Once upon a time, before I had children, I used to weigh 130 lbs. It was a good thing at the time. I would often get asked though if I was starving myself or anorexic. I could eat a whole pizza plus some ice cream, and not gain one single pound. It was amazing! I totally loved it. I could wear whatever I wanted, and I looked pretty damn good! Then, came kids.

After my first pregnancy, I lost pretty much all of the weight. I was about 140 lbs. I finally had some curves! No more looking like a stick figure. I liked that a lot. I was able to maintain my weight, and could still eat a lot of whatever I wanted. About 4 years later, I became pregnant again. Now this pregnancy, I gained A LOT. Like 100 lbs too much. I couldn't believe it. Granted, I did have a big baby, but it was just outrageous. How in the world did I manage that? Maybe it was all the ice cream I craved. It took a very long time to lose at least half of what I had gained. I got down to about 170 lbs, and about 9 months later, bam, pregnant again! Now that time, I was careful to watch my weight. I didn't want to literally be as big as a house. I only went up to 215 lbs. Not bad. I was able to lose all of the weight again. I was thinking, now if only I could lose some more.... but then I got a little lazy. I didn't really think about it, as I had way to much going on at the time. About 3 years later (2009) I became pregnant again. Gained about the same weight as the previous time. I lost almost all of it.... and then I started to gain it back. This was a problem.
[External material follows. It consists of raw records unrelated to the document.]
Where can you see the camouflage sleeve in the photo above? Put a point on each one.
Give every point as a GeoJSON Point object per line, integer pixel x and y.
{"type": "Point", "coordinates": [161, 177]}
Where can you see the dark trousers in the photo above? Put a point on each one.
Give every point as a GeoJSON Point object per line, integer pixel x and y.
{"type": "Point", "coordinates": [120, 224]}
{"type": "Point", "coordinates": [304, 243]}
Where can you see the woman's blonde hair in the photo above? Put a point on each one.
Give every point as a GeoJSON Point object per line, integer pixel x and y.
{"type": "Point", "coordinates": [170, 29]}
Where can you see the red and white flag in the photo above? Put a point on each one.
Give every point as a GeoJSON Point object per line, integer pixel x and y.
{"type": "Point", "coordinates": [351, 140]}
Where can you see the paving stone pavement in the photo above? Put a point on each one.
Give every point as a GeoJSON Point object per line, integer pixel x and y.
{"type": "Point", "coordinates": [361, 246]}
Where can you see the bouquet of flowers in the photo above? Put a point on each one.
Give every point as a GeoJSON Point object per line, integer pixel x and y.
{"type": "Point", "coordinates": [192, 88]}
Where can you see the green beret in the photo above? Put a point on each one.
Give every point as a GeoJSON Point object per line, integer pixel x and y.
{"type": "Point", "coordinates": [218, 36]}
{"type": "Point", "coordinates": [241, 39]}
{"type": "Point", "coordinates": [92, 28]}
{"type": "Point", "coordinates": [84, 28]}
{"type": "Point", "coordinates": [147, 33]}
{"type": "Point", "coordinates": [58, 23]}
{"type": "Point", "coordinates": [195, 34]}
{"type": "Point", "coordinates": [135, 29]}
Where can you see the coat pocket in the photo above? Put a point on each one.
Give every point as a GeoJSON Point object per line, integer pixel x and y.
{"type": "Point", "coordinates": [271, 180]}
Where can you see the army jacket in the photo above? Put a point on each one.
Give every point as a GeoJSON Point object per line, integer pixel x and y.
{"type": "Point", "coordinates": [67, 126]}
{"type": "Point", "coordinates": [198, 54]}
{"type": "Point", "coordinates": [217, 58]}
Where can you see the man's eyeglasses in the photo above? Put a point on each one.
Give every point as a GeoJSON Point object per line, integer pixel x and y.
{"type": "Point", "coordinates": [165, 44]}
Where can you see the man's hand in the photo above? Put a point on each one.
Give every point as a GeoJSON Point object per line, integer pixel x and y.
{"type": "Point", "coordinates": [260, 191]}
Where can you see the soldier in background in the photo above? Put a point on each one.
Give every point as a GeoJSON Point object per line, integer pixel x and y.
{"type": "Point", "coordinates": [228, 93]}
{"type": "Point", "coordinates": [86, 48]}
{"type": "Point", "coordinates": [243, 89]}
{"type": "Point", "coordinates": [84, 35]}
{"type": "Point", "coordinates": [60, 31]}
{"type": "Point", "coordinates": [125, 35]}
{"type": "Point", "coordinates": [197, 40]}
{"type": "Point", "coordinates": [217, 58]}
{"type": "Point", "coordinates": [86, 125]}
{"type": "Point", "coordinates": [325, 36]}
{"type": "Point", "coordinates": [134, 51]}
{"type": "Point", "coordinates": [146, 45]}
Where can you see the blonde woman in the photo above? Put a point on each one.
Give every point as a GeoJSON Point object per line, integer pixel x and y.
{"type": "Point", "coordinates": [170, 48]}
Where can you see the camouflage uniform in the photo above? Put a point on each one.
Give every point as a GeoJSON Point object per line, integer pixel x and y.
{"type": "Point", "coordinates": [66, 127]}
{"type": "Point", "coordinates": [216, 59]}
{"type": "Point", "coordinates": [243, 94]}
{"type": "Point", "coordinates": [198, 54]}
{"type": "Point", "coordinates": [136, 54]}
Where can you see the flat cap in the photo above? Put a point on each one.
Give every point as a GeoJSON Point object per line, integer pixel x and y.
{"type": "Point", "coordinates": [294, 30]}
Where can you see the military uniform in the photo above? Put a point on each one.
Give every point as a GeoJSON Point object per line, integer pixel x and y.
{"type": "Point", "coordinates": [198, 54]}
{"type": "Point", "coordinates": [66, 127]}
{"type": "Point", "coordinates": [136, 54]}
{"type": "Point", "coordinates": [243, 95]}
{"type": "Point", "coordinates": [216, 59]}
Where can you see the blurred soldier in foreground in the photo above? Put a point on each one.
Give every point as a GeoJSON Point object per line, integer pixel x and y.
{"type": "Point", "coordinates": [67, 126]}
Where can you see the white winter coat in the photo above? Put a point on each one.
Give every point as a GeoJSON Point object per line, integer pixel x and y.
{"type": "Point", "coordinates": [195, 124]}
So, I am going to do something about this problem. I was jogging for a while, but since it started getting all rainy, I very well couldn't go jogging since I had Nico with me. Thank God for the Wii and the Wii Fit! We have had the Wii Fit for a while now, and I do like it. There are many different kind of exercises. They even have fun activities for kids to do, which is a huge plus. Also, we have Netflix on the Wii, and they have little work-out videos. Now that, I really love. So far, I've started on the beginners work-outs, since I'm greatly out of shape. Since last week, I've lost 1.4 lbs. Not too bad at all if I do say so myself.

So I'm dedicated. I'm determined. I know I can do this. I'm not happy with how my body looks. Having kids has changed a lot of how my body looks, and I'm okay with that. My body isn't perfect, but its real. I just want to be in shape again. I've got my old jeans waiting for me, and I will wear them again! I know its going to take some time. This weight loss isn't as much for me as it is for my girls. I want to show that I do take care of myself and that I do matter. I've put myself on the back burner for way to long. Now its my turn to get back to being a better me. I've got lots of time.

My goal is to hopefully have lost at least 5 lbs by the end of October. I know that doesn't seem like a big goal, but its within reach for me. I only have about 4 more lbs to go, and I can do it! I will indeed win the battle of the bulge.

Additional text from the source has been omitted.